EWC 2026 expected to move from Riyadh to Paris
EWC 2026 could leave Riyadh for Paris, a shift that would reshape travel, time zones and crowd access for Call of Duty fans before Major III.

The Esports World Cup is suddenly the biggest speculative venue change in Call of Duty right now, and the stakes go well beyond a pin on a map. Organizers have reportedly told stakeholders that EWC 2026, which had been announced for Riyadh, would instead be staged in Paris, and the rumor is already landing ahead of CDL Major III.
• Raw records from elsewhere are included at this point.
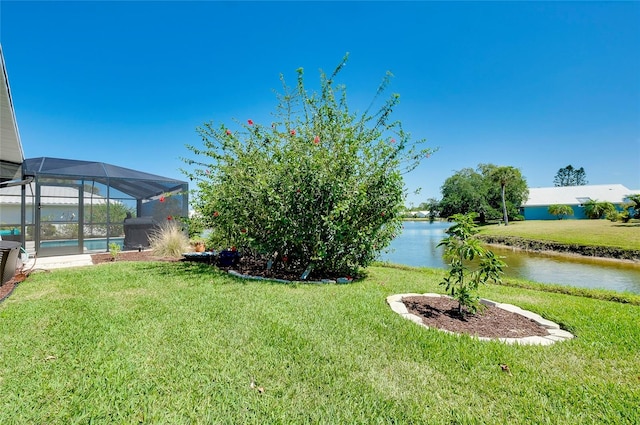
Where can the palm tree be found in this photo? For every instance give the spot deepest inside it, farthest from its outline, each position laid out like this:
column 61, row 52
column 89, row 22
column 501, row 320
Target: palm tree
column 504, row 176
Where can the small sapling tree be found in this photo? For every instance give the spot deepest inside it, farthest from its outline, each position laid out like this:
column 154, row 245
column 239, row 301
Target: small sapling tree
column 461, row 248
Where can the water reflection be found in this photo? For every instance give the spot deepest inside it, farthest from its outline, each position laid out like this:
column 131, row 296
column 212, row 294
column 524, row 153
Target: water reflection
column 417, row 246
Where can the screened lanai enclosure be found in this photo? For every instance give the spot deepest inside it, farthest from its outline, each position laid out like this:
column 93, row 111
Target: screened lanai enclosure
column 72, row 207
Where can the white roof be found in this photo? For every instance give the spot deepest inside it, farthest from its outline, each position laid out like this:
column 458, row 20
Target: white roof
column 51, row 195
column 576, row 195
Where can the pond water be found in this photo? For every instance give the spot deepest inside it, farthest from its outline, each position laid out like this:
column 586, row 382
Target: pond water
column 417, row 246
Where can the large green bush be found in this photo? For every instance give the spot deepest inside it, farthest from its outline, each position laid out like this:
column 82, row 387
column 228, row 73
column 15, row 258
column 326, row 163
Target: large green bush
column 318, row 187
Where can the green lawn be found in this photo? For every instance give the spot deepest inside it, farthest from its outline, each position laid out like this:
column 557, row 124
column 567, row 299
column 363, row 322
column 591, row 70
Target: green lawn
column 581, row 232
column 178, row 343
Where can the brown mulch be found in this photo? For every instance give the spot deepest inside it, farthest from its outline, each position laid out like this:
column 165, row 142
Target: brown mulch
column 489, row 322
column 437, row 312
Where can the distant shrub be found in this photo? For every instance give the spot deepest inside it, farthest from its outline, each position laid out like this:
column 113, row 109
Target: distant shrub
column 169, row 240
column 114, row 249
column 596, row 210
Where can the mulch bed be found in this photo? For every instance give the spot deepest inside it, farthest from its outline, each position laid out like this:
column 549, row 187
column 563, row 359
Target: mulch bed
column 437, row 312
column 490, row 322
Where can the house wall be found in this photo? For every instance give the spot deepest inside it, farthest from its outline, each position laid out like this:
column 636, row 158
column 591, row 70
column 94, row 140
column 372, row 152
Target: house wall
column 542, row 213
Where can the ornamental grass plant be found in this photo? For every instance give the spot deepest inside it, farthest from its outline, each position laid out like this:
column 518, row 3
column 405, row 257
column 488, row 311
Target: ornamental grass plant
column 169, row 240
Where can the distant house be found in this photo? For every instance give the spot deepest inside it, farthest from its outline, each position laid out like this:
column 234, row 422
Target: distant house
column 536, row 207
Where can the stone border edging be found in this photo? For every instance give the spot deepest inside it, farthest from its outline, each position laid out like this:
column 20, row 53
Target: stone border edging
column 555, row 333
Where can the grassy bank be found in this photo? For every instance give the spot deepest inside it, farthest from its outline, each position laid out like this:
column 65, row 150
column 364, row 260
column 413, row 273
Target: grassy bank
column 178, row 343
column 581, row 232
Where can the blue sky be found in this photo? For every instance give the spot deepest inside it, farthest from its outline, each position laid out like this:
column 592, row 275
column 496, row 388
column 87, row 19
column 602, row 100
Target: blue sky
column 534, row 85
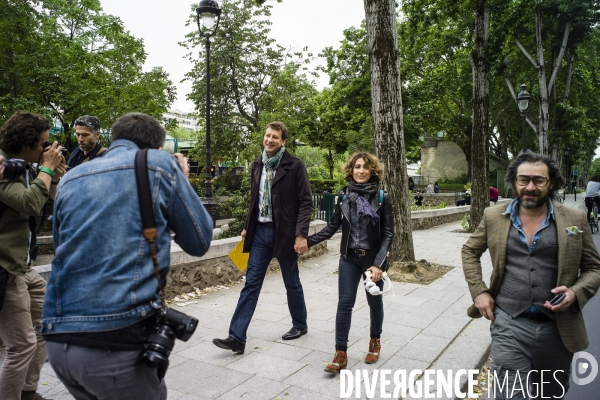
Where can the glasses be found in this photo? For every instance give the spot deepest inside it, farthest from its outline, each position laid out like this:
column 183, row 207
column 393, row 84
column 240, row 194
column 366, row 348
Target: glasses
column 539, row 181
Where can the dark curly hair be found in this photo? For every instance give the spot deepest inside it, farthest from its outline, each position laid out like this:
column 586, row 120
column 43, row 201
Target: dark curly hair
column 372, row 163
column 141, row 129
column 556, row 179
column 278, row 126
column 21, row 130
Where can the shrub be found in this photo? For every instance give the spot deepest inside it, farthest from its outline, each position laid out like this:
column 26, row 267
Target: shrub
column 326, row 185
column 229, row 182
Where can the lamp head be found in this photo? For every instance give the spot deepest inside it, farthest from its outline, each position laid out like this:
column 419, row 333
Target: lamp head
column 208, row 15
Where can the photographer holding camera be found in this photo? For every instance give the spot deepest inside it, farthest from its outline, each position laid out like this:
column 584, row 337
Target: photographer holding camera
column 23, row 141
column 107, row 331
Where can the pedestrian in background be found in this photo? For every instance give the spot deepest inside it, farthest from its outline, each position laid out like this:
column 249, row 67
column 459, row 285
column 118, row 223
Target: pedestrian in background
column 365, row 214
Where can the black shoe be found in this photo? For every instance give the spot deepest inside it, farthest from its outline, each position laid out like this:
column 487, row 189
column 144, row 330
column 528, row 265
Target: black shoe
column 230, row 343
column 294, row 333
column 32, row 395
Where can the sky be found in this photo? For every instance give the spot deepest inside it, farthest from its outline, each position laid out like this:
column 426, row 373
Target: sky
column 313, row 23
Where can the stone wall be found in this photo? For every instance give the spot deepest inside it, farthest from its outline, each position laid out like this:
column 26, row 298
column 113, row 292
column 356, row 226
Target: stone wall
column 441, row 159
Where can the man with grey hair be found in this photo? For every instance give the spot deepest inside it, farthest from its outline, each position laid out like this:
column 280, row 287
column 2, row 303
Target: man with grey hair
column 545, row 268
column 87, row 130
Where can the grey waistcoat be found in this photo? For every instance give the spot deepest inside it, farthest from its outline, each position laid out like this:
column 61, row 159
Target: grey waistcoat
column 529, row 277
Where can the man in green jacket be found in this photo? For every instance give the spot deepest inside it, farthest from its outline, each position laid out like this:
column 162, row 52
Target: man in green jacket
column 23, row 138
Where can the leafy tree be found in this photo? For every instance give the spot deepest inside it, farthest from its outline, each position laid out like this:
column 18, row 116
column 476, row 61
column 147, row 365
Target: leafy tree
column 68, row 58
column 247, row 69
column 388, row 126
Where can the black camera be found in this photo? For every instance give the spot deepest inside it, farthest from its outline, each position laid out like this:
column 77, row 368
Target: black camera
column 63, row 150
column 171, row 325
column 13, row 169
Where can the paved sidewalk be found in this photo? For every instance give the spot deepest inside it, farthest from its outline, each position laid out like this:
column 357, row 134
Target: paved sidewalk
column 425, row 326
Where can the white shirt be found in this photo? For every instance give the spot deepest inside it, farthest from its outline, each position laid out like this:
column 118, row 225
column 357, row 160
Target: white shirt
column 261, row 191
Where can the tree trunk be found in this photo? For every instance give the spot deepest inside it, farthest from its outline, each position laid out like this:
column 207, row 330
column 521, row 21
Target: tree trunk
column 480, row 192
column 388, row 127
column 544, row 103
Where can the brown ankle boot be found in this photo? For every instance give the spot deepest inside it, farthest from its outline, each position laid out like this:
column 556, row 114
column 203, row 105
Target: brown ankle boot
column 374, row 350
column 340, row 361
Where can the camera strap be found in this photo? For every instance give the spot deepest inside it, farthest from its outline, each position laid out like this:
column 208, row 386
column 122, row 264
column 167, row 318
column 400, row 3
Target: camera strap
column 148, row 220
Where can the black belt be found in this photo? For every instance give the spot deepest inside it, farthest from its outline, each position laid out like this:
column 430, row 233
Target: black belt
column 539, row 317
column 267, row 224
column 360, row 252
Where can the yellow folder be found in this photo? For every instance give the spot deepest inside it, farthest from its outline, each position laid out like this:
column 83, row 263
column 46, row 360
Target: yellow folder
column 238, row 257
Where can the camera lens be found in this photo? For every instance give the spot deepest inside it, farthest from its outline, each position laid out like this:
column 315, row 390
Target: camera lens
column 159, row 347
column 12, row 170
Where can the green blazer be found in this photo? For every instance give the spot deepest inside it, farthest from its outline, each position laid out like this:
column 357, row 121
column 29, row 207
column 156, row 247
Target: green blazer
column 578, row 265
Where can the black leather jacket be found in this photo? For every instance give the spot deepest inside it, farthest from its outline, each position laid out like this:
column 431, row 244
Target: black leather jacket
column 380, row 235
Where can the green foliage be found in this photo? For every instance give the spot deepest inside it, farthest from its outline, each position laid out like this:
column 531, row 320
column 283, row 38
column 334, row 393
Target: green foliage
column 325, row 185
column 464, row 178
column 68, row 58
column 228, row 183
column 236, row 207
column 252, row 80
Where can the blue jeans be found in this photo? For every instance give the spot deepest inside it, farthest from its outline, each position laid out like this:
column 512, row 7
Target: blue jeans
column 351, row 272
column 261, row 254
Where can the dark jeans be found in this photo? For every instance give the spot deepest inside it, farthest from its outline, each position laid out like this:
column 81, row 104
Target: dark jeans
column 350, row 275
column 261, row 254
column 520, row 345
column 97, row 374
column 588, row 203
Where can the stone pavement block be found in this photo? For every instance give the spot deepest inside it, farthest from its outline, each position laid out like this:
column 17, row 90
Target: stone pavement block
column 267, row 366
column 324, row 326
column 446, row 327
column 320, row 315
column 269, row 330
column 427, row 293
column 400, row 302
column 409, row 319
column 270, row 316
column 298, row 393
column 255, row 388
column 275, row 349
column 425, row 347
column 315, row 340
column 317, row 381
column 204, row 380
column 209, row 353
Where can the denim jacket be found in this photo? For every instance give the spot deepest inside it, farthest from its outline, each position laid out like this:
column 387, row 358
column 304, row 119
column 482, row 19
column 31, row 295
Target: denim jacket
column 102, row 275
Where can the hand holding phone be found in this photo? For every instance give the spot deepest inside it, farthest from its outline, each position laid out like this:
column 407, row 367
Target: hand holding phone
column 557, row 299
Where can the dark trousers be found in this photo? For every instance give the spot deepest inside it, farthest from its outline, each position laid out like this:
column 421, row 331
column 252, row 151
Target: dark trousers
column 520, row 345
column 261, row 254
column 350, row 275
column 97, row 374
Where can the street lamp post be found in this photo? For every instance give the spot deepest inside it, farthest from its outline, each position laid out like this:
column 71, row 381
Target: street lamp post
column 523, row 102
column 208, row 17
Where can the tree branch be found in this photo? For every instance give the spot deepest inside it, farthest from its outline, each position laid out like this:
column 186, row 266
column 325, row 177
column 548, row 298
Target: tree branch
column 561, row 53
column 525, row 52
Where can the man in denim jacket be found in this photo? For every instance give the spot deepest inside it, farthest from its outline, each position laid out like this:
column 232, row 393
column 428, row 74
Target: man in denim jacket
column 101, row 300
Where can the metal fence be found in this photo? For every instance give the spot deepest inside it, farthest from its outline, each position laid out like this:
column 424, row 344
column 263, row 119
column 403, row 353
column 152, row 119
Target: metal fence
column 324, row 204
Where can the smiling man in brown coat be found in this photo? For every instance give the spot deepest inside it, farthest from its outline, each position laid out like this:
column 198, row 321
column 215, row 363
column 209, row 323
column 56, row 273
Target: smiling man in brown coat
column 539, row 249
column 277, row 223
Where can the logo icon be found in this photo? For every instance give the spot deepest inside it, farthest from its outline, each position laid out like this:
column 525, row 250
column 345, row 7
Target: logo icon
column 581, row 368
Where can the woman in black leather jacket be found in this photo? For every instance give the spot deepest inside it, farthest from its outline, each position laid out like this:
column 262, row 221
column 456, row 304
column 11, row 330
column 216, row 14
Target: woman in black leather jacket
column 365, row 214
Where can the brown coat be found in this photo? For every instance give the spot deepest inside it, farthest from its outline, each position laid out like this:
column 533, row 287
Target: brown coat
column 578, row 265
column 292, row 204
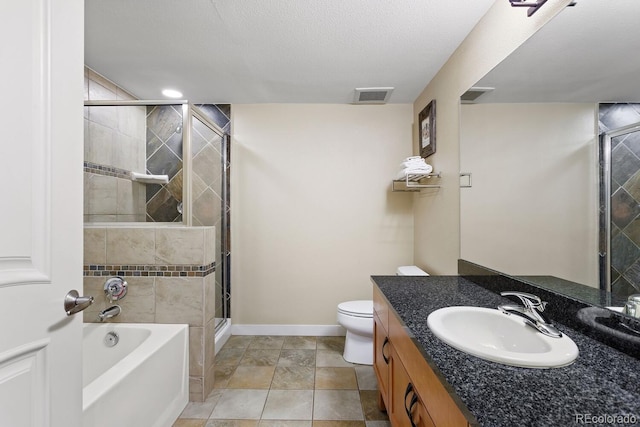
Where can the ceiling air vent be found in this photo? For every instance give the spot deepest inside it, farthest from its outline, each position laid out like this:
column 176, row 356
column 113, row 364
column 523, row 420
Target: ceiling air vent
column 474, row 93
column 372, row 95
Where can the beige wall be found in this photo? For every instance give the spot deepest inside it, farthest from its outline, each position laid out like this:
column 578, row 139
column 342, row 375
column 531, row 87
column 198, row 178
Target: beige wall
column 313, row 215
column 533, row 207
column 501, row 30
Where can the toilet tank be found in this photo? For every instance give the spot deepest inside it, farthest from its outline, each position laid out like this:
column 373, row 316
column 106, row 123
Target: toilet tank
column 410, row 270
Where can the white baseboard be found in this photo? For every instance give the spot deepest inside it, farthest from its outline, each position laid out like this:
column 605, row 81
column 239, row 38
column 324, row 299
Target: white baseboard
column 289, row 330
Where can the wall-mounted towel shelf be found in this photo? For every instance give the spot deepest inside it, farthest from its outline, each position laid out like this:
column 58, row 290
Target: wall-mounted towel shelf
column 414, row 182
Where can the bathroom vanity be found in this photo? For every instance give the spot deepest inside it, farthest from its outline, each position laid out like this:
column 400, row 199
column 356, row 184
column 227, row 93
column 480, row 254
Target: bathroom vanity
column 425, row 382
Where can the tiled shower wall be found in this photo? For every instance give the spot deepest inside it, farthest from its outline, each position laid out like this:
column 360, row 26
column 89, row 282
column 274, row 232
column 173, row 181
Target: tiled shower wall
column 625, row 198
column 114, row 146
column 170, row 272
column 119, row 140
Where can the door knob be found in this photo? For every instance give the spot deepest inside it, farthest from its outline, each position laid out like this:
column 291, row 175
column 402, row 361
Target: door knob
column 74, row 303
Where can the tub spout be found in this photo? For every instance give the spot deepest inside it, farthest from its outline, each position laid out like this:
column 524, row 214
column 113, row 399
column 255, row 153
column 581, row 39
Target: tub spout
column 108, row 313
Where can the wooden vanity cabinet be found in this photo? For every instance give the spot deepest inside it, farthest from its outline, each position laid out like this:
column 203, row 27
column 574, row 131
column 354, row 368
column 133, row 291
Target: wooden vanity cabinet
column 409, row 389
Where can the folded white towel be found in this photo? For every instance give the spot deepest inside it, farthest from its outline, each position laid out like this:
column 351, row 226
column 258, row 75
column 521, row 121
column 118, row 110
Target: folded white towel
column 422, row 170
column 149, row 179
column 411, row 158
column 413, row 163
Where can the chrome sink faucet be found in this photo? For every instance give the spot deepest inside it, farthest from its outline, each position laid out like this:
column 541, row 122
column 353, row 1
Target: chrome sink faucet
column 108, row 313
column 531, row 311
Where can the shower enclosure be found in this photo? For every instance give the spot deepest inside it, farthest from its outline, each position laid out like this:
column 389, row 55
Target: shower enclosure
column 162, row 162
column 620, row 209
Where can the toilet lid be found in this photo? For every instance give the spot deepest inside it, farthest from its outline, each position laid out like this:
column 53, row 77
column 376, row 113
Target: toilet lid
column 360, row 308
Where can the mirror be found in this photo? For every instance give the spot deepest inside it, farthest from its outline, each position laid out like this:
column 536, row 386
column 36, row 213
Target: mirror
column 530, row 141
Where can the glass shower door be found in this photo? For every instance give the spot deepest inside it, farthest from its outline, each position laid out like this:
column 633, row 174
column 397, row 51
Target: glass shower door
column 210, row 199
column 620, row 210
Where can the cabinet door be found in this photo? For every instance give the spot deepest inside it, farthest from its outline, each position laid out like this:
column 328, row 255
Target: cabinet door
column 381, row 355
column 407, row 410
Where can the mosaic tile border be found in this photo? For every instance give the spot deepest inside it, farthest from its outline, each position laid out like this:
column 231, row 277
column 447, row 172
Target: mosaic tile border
column 99, row 169
column 96, row 270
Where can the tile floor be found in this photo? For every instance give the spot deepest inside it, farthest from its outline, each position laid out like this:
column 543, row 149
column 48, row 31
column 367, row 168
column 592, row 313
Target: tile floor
column 272, row 381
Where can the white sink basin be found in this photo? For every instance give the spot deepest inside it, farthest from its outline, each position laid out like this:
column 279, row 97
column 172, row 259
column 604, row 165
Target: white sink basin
column 493, row 335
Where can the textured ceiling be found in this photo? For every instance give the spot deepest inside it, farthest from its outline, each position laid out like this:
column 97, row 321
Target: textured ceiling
column 588, row 53
column 281, row 51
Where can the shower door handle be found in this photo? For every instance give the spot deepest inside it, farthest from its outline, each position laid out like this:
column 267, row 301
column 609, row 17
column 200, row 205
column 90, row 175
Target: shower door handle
column 74, row 303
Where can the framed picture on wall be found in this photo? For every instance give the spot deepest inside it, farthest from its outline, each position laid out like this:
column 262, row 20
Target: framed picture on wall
column 427, row 122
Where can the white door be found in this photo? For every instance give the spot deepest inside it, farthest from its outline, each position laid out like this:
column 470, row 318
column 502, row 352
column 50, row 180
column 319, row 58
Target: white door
column 41, row 133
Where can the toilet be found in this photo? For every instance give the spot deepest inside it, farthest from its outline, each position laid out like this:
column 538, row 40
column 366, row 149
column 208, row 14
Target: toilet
column 357, row 318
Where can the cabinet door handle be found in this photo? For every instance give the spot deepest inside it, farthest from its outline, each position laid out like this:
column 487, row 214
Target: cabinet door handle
column 414, row 400
column 384, row 344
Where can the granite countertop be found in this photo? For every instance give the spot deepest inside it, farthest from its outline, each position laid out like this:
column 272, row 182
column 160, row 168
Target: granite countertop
column 602, row 382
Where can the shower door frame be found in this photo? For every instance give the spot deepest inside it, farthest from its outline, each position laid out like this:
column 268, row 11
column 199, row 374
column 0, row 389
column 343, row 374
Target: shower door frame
column 225, row 238
column 604, row 202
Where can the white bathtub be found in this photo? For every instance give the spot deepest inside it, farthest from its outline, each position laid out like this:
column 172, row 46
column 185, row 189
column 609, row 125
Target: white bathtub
column 141, row 381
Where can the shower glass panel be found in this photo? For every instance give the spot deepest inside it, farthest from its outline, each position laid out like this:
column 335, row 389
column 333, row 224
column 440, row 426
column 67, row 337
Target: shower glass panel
column 209, row 187
column 620, row 204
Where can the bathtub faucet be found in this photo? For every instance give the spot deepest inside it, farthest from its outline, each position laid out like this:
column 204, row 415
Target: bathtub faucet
column 108, row 313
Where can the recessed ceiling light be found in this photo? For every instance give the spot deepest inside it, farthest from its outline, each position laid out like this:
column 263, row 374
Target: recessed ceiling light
column 172, row 93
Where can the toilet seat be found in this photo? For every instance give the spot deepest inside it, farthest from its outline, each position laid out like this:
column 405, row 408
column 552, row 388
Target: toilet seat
column 360, row 308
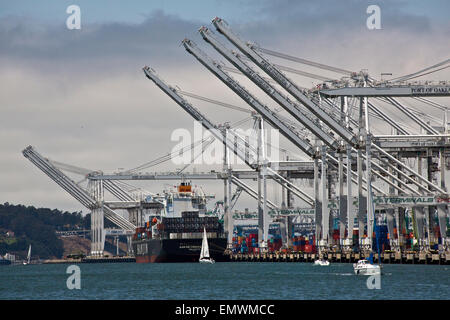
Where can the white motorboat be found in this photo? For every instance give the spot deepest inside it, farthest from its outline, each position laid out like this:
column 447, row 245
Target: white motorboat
column 321, row 262
column 28, row 257
column 204, row 253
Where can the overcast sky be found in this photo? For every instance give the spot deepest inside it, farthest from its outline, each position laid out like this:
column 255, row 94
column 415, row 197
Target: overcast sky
column 80, row 96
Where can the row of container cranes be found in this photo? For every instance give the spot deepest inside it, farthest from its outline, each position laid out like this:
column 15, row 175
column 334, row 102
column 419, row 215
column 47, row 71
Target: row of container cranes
column 361, row 180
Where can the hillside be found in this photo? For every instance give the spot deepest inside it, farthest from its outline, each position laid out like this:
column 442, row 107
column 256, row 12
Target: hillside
column 21, row 226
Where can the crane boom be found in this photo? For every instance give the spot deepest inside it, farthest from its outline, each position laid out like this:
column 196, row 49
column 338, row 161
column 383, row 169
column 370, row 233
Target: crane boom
column 282, row 100
column 72, row 188
column 283, row 81
column 196, row 114
column 264, row 111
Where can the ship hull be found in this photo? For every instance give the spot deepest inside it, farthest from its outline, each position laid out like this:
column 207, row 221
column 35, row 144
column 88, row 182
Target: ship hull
column 177, row 250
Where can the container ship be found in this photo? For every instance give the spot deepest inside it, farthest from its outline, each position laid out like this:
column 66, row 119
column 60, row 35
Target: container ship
column 176, row 235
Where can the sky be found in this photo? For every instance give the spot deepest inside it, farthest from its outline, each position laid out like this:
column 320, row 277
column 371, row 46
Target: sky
column 80, row 96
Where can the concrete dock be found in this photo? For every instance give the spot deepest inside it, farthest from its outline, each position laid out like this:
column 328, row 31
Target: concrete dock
column 348, row 257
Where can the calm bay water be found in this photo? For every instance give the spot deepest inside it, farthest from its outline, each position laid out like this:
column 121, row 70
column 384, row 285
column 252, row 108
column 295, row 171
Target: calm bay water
column 225, row 281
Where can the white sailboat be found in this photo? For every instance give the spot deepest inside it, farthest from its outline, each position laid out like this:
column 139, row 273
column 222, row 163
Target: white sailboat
column 28, row 256
column 204, row 254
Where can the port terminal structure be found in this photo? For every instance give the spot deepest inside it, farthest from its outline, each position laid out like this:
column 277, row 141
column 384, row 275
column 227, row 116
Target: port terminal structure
column 359, row 177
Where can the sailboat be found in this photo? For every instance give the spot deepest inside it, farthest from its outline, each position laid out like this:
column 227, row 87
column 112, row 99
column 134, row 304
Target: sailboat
column 28, row 256
column 321, row 261
column 204, row 254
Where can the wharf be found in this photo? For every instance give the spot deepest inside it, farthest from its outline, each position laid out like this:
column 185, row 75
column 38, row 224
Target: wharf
column 108, row 259
column 91, row 260
column 345, row 257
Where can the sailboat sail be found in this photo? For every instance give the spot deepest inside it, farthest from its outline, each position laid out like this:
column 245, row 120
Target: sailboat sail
column 205, row 250
column 29, row 254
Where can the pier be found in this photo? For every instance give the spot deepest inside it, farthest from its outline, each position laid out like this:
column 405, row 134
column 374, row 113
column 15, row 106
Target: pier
column 345, row 257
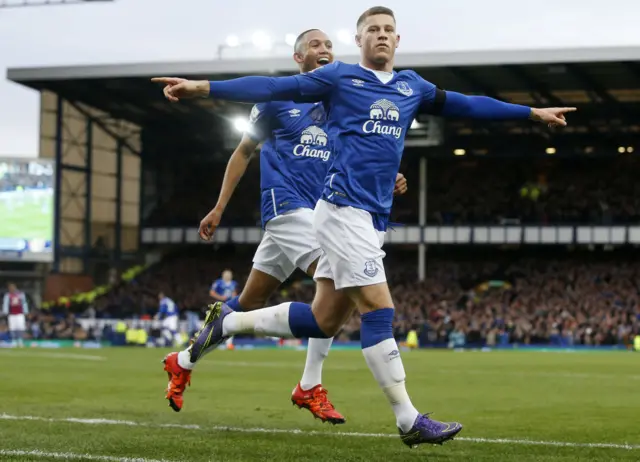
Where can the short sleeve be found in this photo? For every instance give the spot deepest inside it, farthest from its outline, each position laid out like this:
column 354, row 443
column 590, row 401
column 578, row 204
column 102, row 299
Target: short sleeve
column 318, row 84
column 259, row 123
column 433, row 98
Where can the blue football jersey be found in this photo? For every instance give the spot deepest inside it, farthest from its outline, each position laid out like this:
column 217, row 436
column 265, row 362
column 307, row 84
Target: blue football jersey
column 295, row 156
column 224, row 289
column 368, row 120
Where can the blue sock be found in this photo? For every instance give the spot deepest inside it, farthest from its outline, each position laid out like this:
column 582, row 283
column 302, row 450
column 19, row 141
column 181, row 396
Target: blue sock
column 234, row 304
column 302, row 322
column 376, row 326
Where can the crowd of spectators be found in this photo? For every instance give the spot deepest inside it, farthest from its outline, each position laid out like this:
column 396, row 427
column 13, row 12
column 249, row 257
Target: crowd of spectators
column 460, row 190
column 493, row 297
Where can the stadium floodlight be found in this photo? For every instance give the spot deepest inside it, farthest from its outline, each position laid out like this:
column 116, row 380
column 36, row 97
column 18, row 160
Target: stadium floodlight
column 261, row 40
column 345, row 36
column 290, row 39
column 232, row 41
column 241, row 124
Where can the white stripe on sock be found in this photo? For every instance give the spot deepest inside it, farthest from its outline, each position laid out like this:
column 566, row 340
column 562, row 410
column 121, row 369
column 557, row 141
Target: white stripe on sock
column 317, row 351
column 386, row 365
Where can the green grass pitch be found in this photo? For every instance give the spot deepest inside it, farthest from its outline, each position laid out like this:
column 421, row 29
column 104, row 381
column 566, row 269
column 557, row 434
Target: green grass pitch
column 515, row 406
column 26, row 218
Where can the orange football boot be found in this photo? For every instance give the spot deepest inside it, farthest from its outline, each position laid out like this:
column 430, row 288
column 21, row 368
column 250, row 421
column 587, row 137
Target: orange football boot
column 179, row 378
column 318, row 403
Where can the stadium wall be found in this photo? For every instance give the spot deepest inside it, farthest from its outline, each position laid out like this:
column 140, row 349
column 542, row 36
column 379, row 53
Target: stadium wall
column 94, row 197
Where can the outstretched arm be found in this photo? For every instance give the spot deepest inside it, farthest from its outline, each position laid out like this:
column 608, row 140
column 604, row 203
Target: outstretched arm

That matters because this is not a small side event. The Esports World Cup Foundation previously said EWC 2026 would return to Riyadh, Saudi Arabia, from July 6 to August 23, 2026, with 24 titles, 25 tournaments and a $75 million prize pool. Moving that scale of competition to Paris would change the experience for teams, fans and sponsors in a very concrete way. Paris is easier for European supporters to reach, it trims long-haul travel for a big chunk of the international esports field, and it shifts broadcast timing and live attendance away from the Gulf region toward Western Europe.
For Call of Duty, the impact is even more specific. The EWC 2026 Call of Duty event is expected to feature Black Ops 7, 16 teams and a $1.8 million prize pool, with competition listed for August 5 to August 9. A Paris setting would put that bracket inside a more accessible travel lane for European fans and organizations, while also changing the sponsor optics around one of the largest multi-title showcases in the scene. If the event stays in Riyadh, it preserves the established Saudi base that EWC has built since the late-2023 rebrand and expansion from Gamers8. If it moves, that base is suddenly gone.
The timing makes the rumor land harder. CDL Major III is officially set for May 15-17 at the Georgia World Congress Center in Atlanta during DreamHack Atlanta, with all 12 league teams and top Challengers teams in the mix. The official CDL calendar also already lists Major IV in Paris and the 2026 Championship Weekend in Las Vegas, so a Paris EWC would stack another major esports moment into the same city on the wider Call of Duty map.
Until the Esports World Cup Foundation says otherwise, Paris remains an expected move rather than a confirmed one. Even so, the idea has already changed the conversation around Major III, because this is the kind of relocation that alters who can get there, when they can watch, and how the whole event looks from a Call of Duty fan’s seat.